Yasin Ali ER

ÇİZGİ

TREN GELSE, HOŞ GELİRDİ (mi?)

Uzun yazılar okuyucuyu sıkar, bilirim. Lakin bu konu da, üç beş paragraflık lakırtıyla geçiştirelemeyecek kadar, deştikçe suyu bungüldeyen bir derdimiz olduğu için, biraz fazla dökülmem gerekiyor.

Peşinen yazayım ki, gözüm uyuştu, ayağım burkuldu, burnum ağrıdı demeyesiniz.

Söz veriyorum, arada bir yine yapmış yapacağını, Allah da seni güldürsün diyebileceğiniz bir kaç cümlem olacak.

***

Çocukluk yıllarımızda, Şefaatli’den, Yerköy’den tren yolculuğuna ne zaman niyetlenip de bilet alsak, gelişi de, gidişi de, varışışı da rötarlı olurdu.

Bu sebeple çok mecbur kalmazsak tren yolculuğuna teşebbüs bile etmezdik. Otobüslerde yer bulamayınca, Ankara’dan, İstanbul’dan, Eskişehir’den Yerkö’ye kadar gelmek için tren yolculuğuna mecbur kalırdık. Elbette yine saatlerce süren gecikmeler, tren garlarında beklemeler, huzursuzluklar hepimizi bunaltırdı.
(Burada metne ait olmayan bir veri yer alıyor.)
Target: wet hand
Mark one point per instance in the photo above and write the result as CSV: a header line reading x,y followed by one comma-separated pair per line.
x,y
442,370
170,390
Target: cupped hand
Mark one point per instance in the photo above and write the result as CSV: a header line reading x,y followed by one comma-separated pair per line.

Yozgat, Türkiye’nin tam ortasında ve karayollarının her bir yöne kesiştiği noktada idi ama trenle ulaşım olmadığı için ekonomik değeri olan yatırımlar yapılamıyordu.
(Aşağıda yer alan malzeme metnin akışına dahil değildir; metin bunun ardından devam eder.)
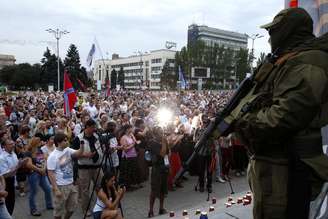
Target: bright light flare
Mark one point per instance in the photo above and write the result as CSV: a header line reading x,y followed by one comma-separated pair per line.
x,y
164,117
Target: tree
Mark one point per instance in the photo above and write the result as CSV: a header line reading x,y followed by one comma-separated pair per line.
x,y
168,77
113,79
72,64
21,76
120,78
48,74
261,59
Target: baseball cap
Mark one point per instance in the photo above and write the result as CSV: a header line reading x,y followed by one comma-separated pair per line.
x,y
296,16
277,19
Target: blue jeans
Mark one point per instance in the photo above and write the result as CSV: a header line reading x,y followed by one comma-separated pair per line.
x,y
4,212
97,215
35,179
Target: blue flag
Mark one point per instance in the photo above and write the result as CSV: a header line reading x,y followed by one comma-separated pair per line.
x,y
182,80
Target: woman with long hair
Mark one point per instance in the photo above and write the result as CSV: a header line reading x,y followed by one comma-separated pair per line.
x,y
37,175
160,170
129,172
108,198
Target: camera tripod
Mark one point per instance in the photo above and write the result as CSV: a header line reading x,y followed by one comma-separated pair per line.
x,y
103,166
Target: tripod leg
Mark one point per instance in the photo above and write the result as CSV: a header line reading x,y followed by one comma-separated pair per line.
x,y
232,192
95,185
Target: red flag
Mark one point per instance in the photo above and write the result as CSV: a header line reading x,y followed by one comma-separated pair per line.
x,y
69,95
293,3
107,86
81,85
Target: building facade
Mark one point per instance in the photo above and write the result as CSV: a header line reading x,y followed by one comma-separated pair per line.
x,y
213,36
140,71
6,60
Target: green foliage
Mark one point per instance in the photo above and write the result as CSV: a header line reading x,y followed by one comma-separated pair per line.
x,y
260,59
21,76
224,63
168,77
72,64
49,70
113,79
120,78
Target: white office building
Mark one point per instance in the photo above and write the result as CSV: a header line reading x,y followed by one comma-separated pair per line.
x,y
140,71
211,36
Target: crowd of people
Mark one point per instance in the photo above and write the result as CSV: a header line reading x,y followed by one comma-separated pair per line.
x,y
114,143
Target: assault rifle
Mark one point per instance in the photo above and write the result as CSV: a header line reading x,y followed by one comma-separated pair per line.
x,y
222,124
O bıktırıcı rötarlarına rağmen trenle hammadde nakli, mamul ürünlerin sevk edilmesi daha kolay, daha ucuz ve kolay olacaktı.

Yozgat sanayi’inin gelişmesi için, hiç olmazsa Organize Sanayi Bölgesine kadar 20 kilometrelik bir demiryolu hattı döşenmesini diledik yıllarca. Ekspresi bir yana, marşandize, hatta kara trene dahi razıydık.

Hangi delinin attığı belli olmayan taş, Hızlı Tren Hattı için müjde biçiminde, akılcı yaklaşım kuyusuna düştüğünde, hepimiz sevindirik olmuştuk. Hiç birimiz de o taşı, o kuyudan çıkarmaya falan kalkışmadık. Nihayet Yozgat için, hepimiz atılan o taşı, şehrimize gerçek anlamda çağ atlatacak bir proje olarak gördük.

2008 ve 2009 yıllarında İstanbul’daki Yozgatlı iş adamlamızla, işim gereği sık sık görüşmeler yaparak, Yozgat’a yatırım yapmaya gücü olabilecek dostlarımızı, bu anlamda ikna etmeye çalışmıştım.

Önümüzdeki bir kaç yıl içinde bu proje tamamlanacak ve siz günübirlik gidip gelebileceksiniz. Hammadde nakli de, üretim malzemelerinin ülkenin her bir yanına sevketme işi de, velhasıl ulaşım sorunlarının en önemlisi de kendiliğinden hallolacak dedim durdum.

En azından hafta sonlarında çok özlediğiniz Çamlık havasını solumak, Şebek Yaylası’ndan bir yudumcuk su içmek, Akdağmadeni’nde, Çayıralan’da, Çandır’da piknik yapma arzularınızı... Şifa bulmak için kaplıcalarımızı... Daha da önemlisi ana babanızı görme imkanına kavuşacaksınız MASALINI anlattım da anlattım.

Tamı tamına 16 sene önce bu ümit, yalancı memeye sürülen lokum misali hepimizin damağını oyaladı durdu. Ha bu sene, aha da yeni sene.. Olmadı iki sene müsaade, biraz daha sabredin, bir sene daha zaman verin!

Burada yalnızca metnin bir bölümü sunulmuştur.